Why is the Bayesian credible interval in this polynomial regression biased whereas the confidence interval is correct?

Question

Consider the plot below in which I simulated data as follows. We look at a binary outcome $y_{obs}$ for which the true probability to be 1 is indicated by the black line. The functional relationship between a covariate $x$ and $p(y_{obs}=1 | x)$ is 3rd order polynomial with logistic link (so it is non-linear in a double-way).

The green line is the GLM logistic regression fit where $x$ is introduced as 3rd order polynomial. The dashed green lines are the 95% confidence intervals around the prediction $p(y_{obs}=1 | x, \hat{\beta})$, where $\hat{\beta}$ the fitted regression coefficients. I used R glm and predict.glm for this.

Similarly, the pruple line is the mean of the posterior with 95% credible interval for $p(y_{obs}=1 | x, \beta)$ of a Bayesian logistic regression model using a uniform prior. I used the package MCMCpack with function MCMClogit for this (setting B0=0 gives the uniform uninformative prior).

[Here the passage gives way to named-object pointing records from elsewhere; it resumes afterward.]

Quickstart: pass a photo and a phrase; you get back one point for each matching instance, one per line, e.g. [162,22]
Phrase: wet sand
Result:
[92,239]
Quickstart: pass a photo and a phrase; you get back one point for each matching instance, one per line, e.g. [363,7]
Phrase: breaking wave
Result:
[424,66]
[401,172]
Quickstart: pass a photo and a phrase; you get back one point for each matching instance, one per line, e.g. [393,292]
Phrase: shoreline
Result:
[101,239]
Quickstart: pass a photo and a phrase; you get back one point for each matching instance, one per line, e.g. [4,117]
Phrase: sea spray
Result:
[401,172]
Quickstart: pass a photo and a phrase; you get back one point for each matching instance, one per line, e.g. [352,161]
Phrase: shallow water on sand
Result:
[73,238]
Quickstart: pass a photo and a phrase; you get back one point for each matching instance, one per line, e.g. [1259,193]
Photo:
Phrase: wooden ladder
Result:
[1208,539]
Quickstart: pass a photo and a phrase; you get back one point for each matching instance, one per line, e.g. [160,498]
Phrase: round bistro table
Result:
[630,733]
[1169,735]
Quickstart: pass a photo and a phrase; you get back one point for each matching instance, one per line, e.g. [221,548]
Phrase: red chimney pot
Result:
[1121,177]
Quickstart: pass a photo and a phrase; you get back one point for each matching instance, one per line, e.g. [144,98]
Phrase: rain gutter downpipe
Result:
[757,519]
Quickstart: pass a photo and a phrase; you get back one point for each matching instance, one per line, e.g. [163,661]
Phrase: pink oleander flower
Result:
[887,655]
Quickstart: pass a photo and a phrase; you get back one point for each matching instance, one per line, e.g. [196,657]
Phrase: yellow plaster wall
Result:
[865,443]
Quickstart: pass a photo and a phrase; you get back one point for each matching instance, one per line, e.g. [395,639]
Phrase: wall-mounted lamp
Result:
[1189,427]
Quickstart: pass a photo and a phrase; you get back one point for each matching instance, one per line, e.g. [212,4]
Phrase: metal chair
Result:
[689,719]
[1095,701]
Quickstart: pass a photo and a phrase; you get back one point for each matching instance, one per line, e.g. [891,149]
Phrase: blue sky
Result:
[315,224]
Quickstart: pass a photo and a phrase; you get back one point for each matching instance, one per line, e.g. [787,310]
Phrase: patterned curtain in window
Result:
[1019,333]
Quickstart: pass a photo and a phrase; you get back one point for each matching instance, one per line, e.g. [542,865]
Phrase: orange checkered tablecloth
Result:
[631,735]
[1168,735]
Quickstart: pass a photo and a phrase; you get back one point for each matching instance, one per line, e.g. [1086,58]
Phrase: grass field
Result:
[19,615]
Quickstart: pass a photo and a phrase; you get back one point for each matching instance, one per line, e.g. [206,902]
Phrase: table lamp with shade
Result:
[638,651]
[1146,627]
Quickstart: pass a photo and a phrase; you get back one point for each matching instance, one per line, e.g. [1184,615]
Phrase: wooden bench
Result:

The red dots denote observations in the data set for which $y_{obs}=1$, the black dots are observations with $y_{obs}=0$. Note that as common in classification / discrete analysis $y$ but not $p(y_{obs}=1 | x)$ is observed.

Several things can be seen:

I simulated on purpose that $x$ is sparse on the left hand. I want that the confidence and credible interval get wide here due to the lack of information (observations).
Both predictions are biased upward on the left. This bias is caused by the four red points denoting $y_{obs}=1$ observations, which wrongfully suggests that the true functional form would go up here. The algorithm has insufficient information to conclude the true functional form is downward bent.
The confidence interval gets wider as expected, whereas the credible interval does not. In fact the confidence interval encloses the complete parameter space, as it should due to lack of information.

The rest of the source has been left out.